Instinctively, I wrote that in my 2005 New York Press review of Malick’s The New World, not realizing all the ways in which it was true. What I was trying to get at was the sense of wonder that the filmmaker evokes. Malick awakens this response quite strongly among those who respond to his work, and in my own admittedly anecdotal experience, I’ve found little difference in response between those who consider themselves specifically religious, generally “spiritual,” agnostic, or atheist. There’s something about the way Malick shoots, cuts and scores action—the things he chooses to show us or not show us; the things he considers significant—that evokes these feelings.
Watch Ethan Hawke discuss working with Robin Williams and Philip Seymour Hoffman, and more, in a recent 30-minute Charlie Rose interview:
Twitch‘s Matt Brown on Jupiter Ascending and life after peak visual effects:
It was on the fifth or fifteenth major sequence of extraordinary outer space somethingorothers doing something extraordinary in Jupiter Ascending that I realized I no longer cared about visual effects as a category of achievement. There are what seem like dozens of such sequences in Jupiter, and that’s part of the film’s problem; the “been there, done that”-ness of Jupiter is lethal.
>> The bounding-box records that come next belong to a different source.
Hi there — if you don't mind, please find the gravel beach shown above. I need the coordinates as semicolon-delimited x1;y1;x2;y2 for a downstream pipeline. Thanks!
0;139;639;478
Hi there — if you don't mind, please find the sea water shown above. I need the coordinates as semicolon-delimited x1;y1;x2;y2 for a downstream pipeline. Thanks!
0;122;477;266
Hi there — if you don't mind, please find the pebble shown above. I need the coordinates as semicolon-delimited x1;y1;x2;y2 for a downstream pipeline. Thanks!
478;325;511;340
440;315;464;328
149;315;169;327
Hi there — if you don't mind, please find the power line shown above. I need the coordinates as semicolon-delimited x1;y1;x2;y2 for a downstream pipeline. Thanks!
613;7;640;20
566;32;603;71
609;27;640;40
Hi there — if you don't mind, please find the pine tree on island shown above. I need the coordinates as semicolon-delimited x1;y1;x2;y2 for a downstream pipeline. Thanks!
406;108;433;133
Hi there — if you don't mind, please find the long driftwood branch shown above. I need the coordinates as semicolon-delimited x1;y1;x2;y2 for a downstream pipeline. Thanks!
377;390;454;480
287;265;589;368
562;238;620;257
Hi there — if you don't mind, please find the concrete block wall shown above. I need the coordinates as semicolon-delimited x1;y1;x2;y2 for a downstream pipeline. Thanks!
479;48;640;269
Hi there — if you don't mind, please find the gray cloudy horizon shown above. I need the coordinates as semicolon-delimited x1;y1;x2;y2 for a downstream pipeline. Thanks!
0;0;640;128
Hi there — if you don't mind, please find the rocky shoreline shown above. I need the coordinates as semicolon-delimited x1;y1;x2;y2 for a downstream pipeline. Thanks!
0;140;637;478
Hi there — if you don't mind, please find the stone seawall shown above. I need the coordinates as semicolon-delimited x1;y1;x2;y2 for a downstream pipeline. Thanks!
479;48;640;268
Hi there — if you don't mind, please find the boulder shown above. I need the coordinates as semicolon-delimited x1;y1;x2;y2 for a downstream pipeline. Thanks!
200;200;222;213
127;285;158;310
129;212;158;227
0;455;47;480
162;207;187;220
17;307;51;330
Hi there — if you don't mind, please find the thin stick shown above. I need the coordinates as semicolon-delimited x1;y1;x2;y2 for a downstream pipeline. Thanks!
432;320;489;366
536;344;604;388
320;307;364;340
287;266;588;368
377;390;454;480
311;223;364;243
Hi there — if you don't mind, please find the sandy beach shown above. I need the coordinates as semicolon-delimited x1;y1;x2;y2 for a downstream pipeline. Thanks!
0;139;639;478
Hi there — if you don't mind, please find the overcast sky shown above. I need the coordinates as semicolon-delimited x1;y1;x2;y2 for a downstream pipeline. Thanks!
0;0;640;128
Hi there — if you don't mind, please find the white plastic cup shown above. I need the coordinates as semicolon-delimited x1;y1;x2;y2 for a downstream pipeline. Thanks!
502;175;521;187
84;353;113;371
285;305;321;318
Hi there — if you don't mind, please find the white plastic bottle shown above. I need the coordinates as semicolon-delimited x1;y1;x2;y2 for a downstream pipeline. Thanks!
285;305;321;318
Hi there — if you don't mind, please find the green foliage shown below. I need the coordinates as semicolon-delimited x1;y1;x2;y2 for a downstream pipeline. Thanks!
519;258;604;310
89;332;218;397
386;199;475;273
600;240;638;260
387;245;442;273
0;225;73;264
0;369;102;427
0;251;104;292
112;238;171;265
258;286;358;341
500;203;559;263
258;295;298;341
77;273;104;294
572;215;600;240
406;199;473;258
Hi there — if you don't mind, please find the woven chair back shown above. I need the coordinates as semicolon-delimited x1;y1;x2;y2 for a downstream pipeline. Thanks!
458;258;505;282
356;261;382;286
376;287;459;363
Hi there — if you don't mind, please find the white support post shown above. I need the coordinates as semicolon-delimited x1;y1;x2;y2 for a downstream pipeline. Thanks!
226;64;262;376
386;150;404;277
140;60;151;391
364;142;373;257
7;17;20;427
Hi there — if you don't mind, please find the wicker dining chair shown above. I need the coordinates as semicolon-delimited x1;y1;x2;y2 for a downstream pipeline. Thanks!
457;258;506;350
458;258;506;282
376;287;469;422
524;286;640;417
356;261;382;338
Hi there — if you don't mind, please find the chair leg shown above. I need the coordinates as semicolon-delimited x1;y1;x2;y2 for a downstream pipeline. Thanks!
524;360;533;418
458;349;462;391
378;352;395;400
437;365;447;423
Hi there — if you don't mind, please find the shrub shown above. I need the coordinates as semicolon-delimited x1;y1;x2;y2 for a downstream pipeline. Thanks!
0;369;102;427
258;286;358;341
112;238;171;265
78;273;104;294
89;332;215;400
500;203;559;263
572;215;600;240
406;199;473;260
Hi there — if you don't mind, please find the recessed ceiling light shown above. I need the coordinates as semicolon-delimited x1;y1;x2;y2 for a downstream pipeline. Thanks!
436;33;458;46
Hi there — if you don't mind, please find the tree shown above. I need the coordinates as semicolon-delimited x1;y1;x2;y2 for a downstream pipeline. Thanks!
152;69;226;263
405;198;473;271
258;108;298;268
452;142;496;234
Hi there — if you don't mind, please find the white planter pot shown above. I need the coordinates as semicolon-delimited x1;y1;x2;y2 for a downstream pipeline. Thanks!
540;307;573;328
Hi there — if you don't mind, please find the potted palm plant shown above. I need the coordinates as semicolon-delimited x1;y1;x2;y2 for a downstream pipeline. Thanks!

Now, with my realization about effects came a corollary understanding: at some point, I did care about special effects. This is not the way things are supposed to be. When directors of these kinds of movies – the Peter Jacksons, the James Camerons, even the Wachowskis themselves – sit sagely on DVD special feature documentaries and mention that visual effects are a means to an end, not an end unto themselves, I would nod along with them and feel like the smartest boy in school.
Badass Digest‘s Phil Nobile Jr. on sex and death in the films of David Cronenberg:
In the early ‘80s, before horror directors looked like horror fans, very few pieces written about David Cronenberg passed up an opportunity to mention just how normal he looked. Journalists lined up to eagerly point out the juxtaposition of the filmmaker’s milquetoast appearance and his nihilistic onscreen viscera, as if they were the first ones to notice it. Cronenberg would react politely each time, explaining that, as a storyteller, he was never really all that invested in mayhem or gore. Ever since childhood, he said, he was interested in writing and in science. He was a quiet, booksmart guy who figured out early on that his creative preoccupations — which were closely tied to his scientific interests – could get financial backing if they were couched in the language of a commercial horror film.